Because of these problems, databases were developed, but in an ad-hoc fashion. Eventually two main types emerged, the Hierarchical database, and the Network Database, both built around interlinked files which were optimised for fast retrieval. The advantages of these, despite their ad-hoc nature lead to a general move to database technologies and away from the previous file-oriented approach.

Because they were ad-hoc, no one really knew which optimisations were best, leading Edgar F Codd of IBM to produce a series of papers between 1970 and 1974, which laid out a theoretical basis for thinking about databases which has been at the center of research ever since.

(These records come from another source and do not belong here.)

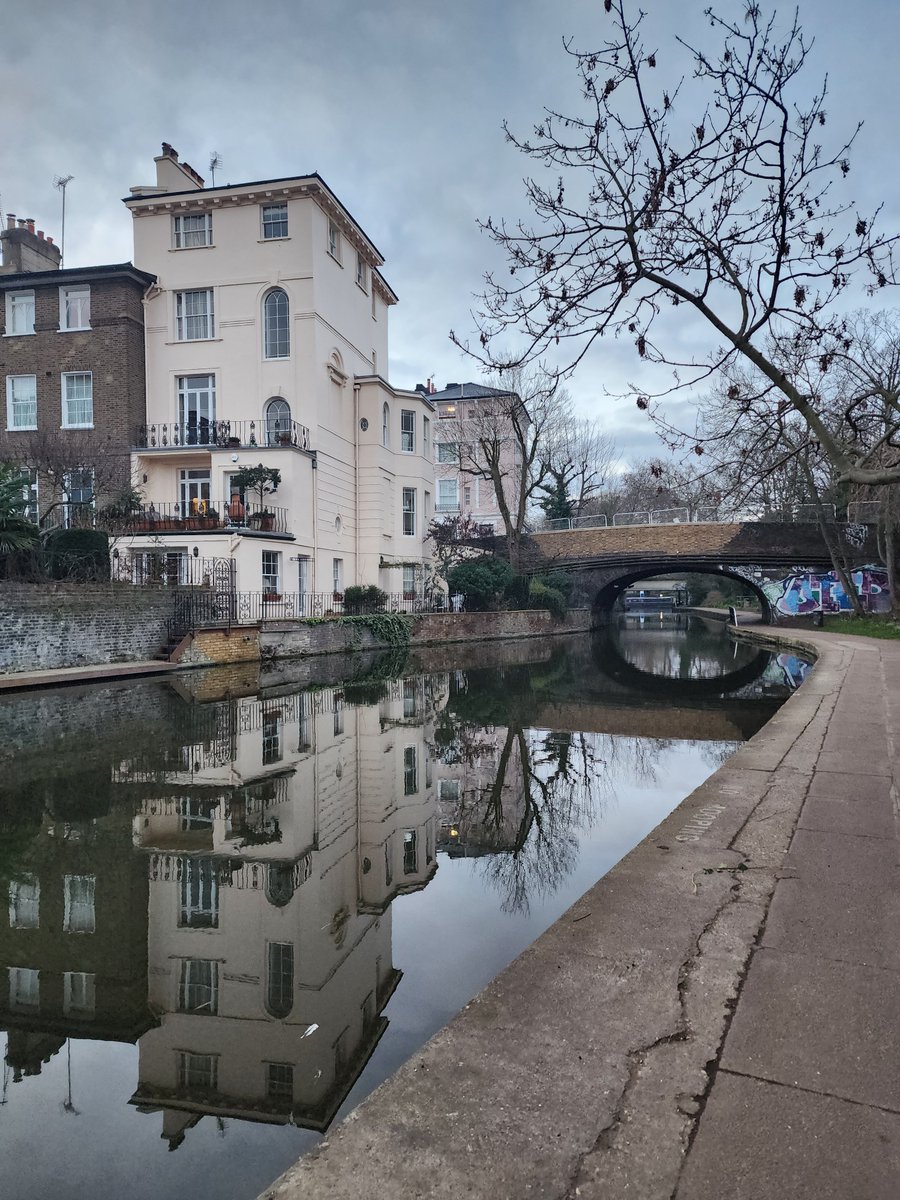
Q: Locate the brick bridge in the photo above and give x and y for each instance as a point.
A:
(605, 562)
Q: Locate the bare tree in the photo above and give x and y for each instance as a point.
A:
(577, 461)
(503, 438)
(727, 208)
(58, 455)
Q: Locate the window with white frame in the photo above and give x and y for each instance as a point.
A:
(277, 423)
(449, 791)
(280, 978)
(271, 571)
(78, 911)
(77, 400)
(75, 309)
(275, 221)
(192, 229)
(78, 994)
(25, 903)
(271, 737)
(280, 1080)
(411, 851)
(195, 318)
(276, 325)
(448, 495)
(22, 402)
(198, 988)
(196, 408)
(407, 430)
(24, 989)
(304, 574)
(19, 312)
(199, 894)
(409, 511)
(78, 489)
(197, 1072)
(411, 771)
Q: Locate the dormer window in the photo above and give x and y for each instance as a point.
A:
(192, 231)
(19, 312)
(75, 309)
(275, 221)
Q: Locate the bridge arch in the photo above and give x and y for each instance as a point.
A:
(605, 585)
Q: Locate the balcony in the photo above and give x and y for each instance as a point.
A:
(195, 516)
(222, 435)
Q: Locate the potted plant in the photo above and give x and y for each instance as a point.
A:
(263, 481)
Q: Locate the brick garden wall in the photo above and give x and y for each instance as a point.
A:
(286, 639)
(70, 625)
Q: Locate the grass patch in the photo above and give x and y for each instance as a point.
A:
(879, 625)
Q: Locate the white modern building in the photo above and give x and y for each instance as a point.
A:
(267, 334)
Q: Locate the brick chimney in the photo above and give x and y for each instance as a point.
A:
(22, 249)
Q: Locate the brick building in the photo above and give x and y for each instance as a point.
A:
(72, 364)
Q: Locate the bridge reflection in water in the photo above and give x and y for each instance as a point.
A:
(207, 869)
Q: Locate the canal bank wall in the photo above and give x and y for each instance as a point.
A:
(714, 1018)
(277, 640)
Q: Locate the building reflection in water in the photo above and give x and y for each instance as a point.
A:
(214, 881)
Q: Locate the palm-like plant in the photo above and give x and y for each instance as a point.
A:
(17, 532)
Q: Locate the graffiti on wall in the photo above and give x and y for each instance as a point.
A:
(822, 592)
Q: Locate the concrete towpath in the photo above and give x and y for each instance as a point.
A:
(96, 672)
(717, 1018)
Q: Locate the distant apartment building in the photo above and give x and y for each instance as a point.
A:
(467, 414)
(267, 340)
(72, 359)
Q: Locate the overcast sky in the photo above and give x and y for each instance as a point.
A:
(397, 105)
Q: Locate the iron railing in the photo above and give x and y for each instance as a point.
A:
(222, 435)
(799, 514)
(195, 515)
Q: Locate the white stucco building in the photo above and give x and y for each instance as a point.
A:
(267, 334)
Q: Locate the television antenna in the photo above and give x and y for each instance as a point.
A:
(61, 183)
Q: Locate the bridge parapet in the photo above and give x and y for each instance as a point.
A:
(738, 543)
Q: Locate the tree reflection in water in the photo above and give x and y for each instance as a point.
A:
(207, 868)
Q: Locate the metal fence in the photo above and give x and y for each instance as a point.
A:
(803, 514)
(223, 435)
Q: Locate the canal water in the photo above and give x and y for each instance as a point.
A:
(239, 900)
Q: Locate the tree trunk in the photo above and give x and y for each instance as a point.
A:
(834, 552)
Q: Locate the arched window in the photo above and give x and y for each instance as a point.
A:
(277, 423)
(280, 978)
(276, 325)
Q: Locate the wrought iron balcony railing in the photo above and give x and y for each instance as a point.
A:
(195, 515)
(222, 435)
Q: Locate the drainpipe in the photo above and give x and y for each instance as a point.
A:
(355, 480)
(313, 479)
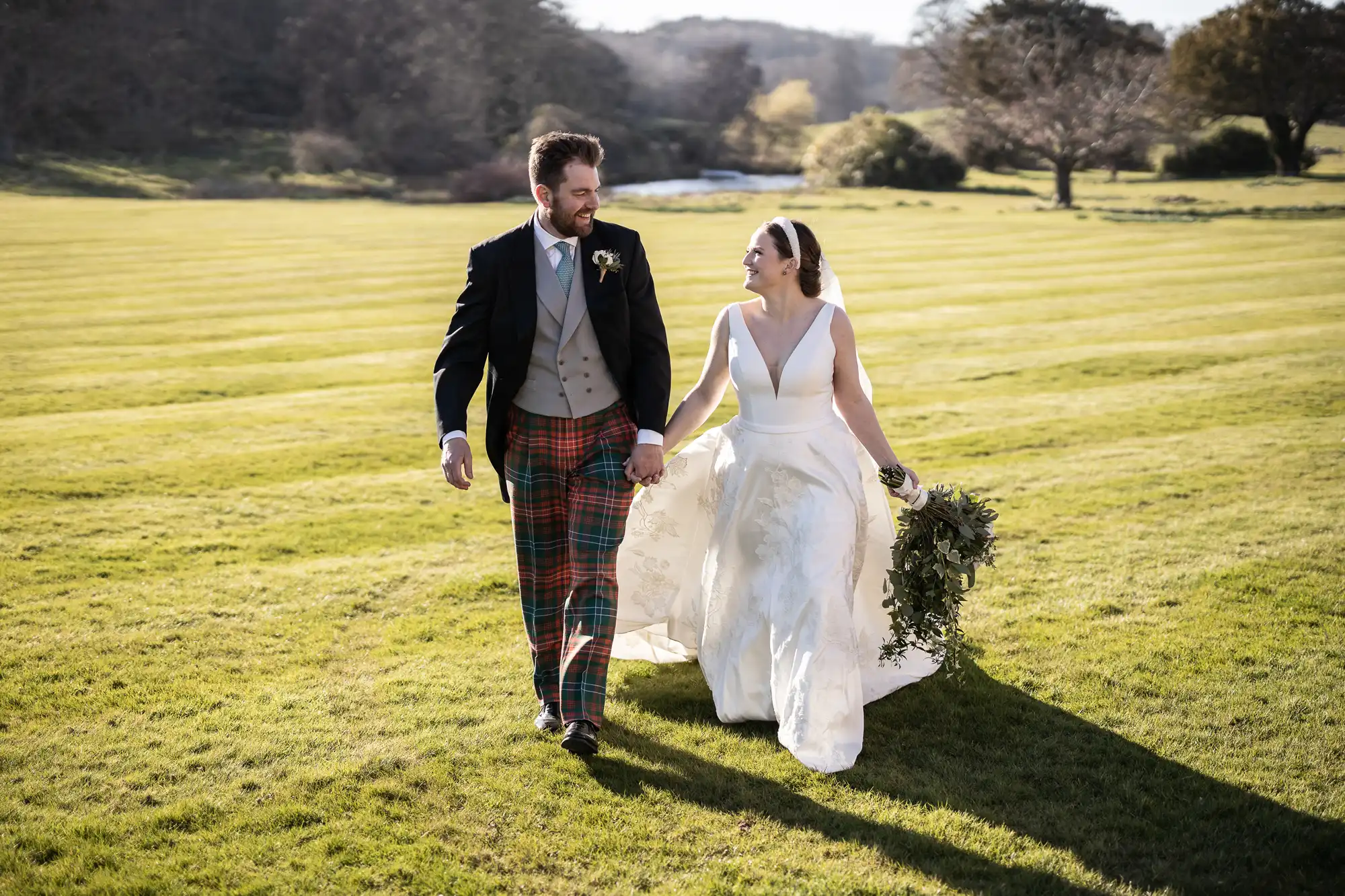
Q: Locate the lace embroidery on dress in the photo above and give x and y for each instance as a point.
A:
(656, 587)
(775, 522)
(652, 524)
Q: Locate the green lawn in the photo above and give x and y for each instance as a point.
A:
(251, 641)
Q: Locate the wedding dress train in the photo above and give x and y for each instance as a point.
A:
(763, 555)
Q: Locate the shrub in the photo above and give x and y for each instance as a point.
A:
(878, 150)
(322, 153)
(1231, 151)
(490, 182)
(989, 154)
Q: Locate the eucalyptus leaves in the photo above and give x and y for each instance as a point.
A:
(934, 564)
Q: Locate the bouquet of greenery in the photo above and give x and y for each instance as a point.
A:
(944, 536)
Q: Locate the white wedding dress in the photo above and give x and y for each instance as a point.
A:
(763, 555)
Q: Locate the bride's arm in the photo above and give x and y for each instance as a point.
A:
(705, 396)
(855, 407)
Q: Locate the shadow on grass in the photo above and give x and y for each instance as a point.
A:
(995, 752)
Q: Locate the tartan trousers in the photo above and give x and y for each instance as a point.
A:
(570, 498)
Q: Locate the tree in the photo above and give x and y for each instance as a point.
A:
(841, 89)
(771, 132)
(1065, 81)
(727, 81)
(878, 150)
(1282, 61)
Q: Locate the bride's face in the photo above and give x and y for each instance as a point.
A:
(763, 266)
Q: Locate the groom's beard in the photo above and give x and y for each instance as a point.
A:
(568, 225)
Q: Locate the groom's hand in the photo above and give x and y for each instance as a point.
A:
(646, 464)
(458, 463)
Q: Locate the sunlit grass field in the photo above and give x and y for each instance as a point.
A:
(251, 641)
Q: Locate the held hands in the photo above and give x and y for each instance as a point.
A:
(458, 463)
(646, 464)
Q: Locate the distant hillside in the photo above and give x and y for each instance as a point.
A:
(847, 73)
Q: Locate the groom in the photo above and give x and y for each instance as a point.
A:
(563, 310)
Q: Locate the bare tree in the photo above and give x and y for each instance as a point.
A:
(1062, 100)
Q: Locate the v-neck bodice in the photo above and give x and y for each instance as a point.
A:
(805, 397)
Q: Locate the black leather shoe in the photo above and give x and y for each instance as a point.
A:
(580, 737)
(549, 719)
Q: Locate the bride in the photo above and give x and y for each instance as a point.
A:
(763, 551)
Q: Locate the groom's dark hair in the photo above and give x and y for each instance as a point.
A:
(559, 149)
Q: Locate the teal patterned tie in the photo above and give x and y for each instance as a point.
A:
(566, 271)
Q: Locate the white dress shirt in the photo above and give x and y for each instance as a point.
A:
(553, 255)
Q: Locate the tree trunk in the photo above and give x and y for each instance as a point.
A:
(7, 154)
(1065, 194)
(1288, 151)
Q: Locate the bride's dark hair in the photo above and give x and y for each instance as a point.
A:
(810, 266)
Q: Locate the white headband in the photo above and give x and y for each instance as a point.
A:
(794, 237)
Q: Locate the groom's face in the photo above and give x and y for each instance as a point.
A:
(572, 205)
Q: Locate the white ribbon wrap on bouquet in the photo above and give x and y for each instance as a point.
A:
(914, 495)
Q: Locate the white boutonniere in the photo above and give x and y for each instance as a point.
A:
(606, 261)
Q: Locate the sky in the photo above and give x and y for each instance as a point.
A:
(887, 21)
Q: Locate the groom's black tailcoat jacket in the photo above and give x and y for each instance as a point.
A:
(497, 321)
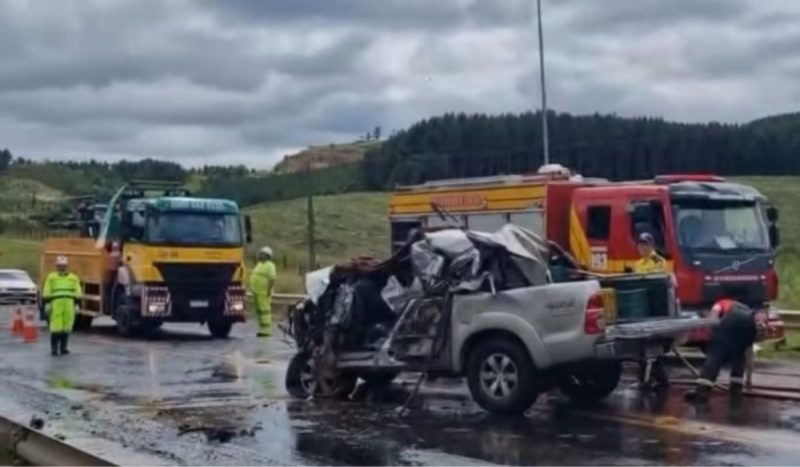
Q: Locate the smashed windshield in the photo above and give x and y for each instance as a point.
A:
(191, 228)
(716, 225)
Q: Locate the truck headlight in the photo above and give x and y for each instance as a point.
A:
(773, 313)
(154, 308)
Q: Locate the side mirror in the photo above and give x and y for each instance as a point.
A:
(492, 287)
(248, 229)
(774, 236)
(772, 214)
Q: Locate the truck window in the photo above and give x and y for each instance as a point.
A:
(599, 222)
(648, 217)
(486, 222)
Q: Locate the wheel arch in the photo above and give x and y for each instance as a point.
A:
(477, 338)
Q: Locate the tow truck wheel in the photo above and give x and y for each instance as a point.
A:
(302, 384)
(500, 376)
(591, 382)
(220, 329)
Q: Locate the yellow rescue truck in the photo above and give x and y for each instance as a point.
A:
(156, 254)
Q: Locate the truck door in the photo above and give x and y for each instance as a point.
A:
(648, 216)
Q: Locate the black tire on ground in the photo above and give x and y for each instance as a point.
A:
(83, 322)
(220, 329)
(501, 376)
(591, 382)
(380, 380)
(123, 311)
(300, 382)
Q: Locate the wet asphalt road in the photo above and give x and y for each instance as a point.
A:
(184, 398)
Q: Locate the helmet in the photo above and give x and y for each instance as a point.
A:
(645, 239)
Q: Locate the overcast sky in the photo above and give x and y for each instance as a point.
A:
(246, 81)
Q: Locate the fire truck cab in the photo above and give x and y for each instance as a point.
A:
(718, 237)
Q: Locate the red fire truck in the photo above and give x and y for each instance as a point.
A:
(718, 237)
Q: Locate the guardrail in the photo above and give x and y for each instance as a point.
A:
(791, 319)
(35, 448)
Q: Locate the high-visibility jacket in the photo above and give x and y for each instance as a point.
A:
(61, 292)
(650, 263)
(262, 280)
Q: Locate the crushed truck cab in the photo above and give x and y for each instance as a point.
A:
(718, 237)
(154, 259)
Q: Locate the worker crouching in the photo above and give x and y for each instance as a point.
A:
(731, 341)
(61, 292)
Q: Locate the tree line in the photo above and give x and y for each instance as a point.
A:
(460, 145)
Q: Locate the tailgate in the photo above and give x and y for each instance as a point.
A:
(670, 327)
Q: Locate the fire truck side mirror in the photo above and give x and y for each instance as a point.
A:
(248, 229)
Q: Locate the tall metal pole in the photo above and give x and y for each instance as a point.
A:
(312, 250)
(545, 142)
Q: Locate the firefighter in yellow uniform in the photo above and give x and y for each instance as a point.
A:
(62, 290)
(650, 260)
(652, 374)
(262, 281)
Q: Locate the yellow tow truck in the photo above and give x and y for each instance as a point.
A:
(156, 254)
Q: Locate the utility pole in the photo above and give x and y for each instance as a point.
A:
(545, 142)
(312, 250)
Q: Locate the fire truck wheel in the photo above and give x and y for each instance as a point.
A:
(220, 329)
(591, 382)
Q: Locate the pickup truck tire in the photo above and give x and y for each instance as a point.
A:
(301, 384)
(220, 329)
(591, 382)
(83, 322)
(501, 376)
(123, 314)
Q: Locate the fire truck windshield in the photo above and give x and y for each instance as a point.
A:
(193, 229)
(720, 225)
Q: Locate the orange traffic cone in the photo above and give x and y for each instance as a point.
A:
(17, 324)
(30, 333)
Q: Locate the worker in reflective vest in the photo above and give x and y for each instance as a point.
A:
(731, 341)
(262, 281)
(62, 290)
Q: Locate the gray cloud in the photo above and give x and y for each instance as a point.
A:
(248, 80)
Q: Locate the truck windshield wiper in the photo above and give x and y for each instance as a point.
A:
(737, 264)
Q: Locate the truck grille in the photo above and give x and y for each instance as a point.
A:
(193, 274)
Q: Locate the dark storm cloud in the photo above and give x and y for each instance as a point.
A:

This Relational Database model had to introduce a number of new terms, as the existing ones were often just not unammbiguous or exact enough for the level of mathematical rigour required.

Because these terms were unfamiliar, but some of them mapped somewhat to the common terms, it leads a lot of people to misunderstand the model, and then propose alternatives which when analysed look like hierarchical or network databases, complete with the problems which the relational model was developed to deal with.

Relational databases are about the collection of lots of mainly stable facts in a minimally redundant manner which are then used to generate the views of the data that the users need to see.